As a person involved in both educational technologies and comparative, international development education I can tell you that there's a slew of problems by relying on data alone with observing any phenomenon. Textures and contexts of relationships and metaphors get lost in the data, and to have a more comprehensive view of anything we always need a mixed studies method: analyzing both quantitative & qualitative results, looking at data AND at relationships, statistics & metaphors (whatever we choose to call it) is always really important. So is that something that is done with studying trends or do we mostly rely on data alone?

gsiemens says: 2 worlds?

Hi Najmeh,

I'm not exclusively focused on data - but too often, trends are extrapolated based on observation alone to provide an argument for a certain type of future.

For example, I've frequently heard the buzzword statements that "students have to power down when they go to class". The statement is used to support the notion that schools are outdated and out of touch. Outside of schools, students run merrily through digital fields skipping on new technology daisies.

But many things are wrong with this statement (even if we accept that students power down). Is "powering down" only technological? Perhaps students are mentally powering up. Is powering down a negative? Statements like this are very difficult to discuss because its a mushy statement - put pressure on one side (i.e. lack of data to support the assertion) and the statements squirts out the other side as "we still have blackboards in my school". Too many unsubstantiated claims and lack of opportunity for interrogating the statement make it meaningless for futures study. Now, there are ways to make this statement more palatable, and futurists use various methods to do so: environmental scans, expert reflections, tension pairs, trend analysis, etc.

The quality of futures thinking begins with the quality of data.

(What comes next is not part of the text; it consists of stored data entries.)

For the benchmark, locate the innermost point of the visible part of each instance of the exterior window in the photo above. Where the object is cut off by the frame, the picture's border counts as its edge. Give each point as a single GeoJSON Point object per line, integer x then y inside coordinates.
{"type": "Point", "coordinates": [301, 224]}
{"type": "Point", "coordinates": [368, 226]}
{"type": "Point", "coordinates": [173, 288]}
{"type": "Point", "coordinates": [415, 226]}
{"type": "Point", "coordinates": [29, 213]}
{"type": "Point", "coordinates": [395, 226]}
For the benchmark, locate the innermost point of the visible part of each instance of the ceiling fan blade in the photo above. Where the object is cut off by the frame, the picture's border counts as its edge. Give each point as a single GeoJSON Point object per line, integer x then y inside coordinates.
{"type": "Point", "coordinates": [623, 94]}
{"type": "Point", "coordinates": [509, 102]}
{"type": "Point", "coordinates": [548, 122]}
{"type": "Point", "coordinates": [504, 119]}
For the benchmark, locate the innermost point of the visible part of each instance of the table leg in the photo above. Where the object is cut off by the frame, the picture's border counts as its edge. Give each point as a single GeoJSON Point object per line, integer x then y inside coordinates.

The data available from organizations that have a long-term data collection experience (which provides history and reveals trends) is particularly valuable, which is why I highlighted it in particular. Too much soft and mushy analysis accompanies many futures thinking approaches in education.

You are absolutely right to note that data alone does not provide the complete picture - narratives, observations, detailed descriptions, etc. - are valuable too. (Latour suggests that writing "excellent description" is the key need in sociology).

Once we have collected our data, we need to place it in relation to other data. As stated in the original post - a single trend means nothing. We must compare, contrast, and relate trends to gain a better understanding of "the whole". So, even if we begin with good data (OECD, World Bank), we still need to contrast that with opinions of experts, our observations, participant comments, and so on.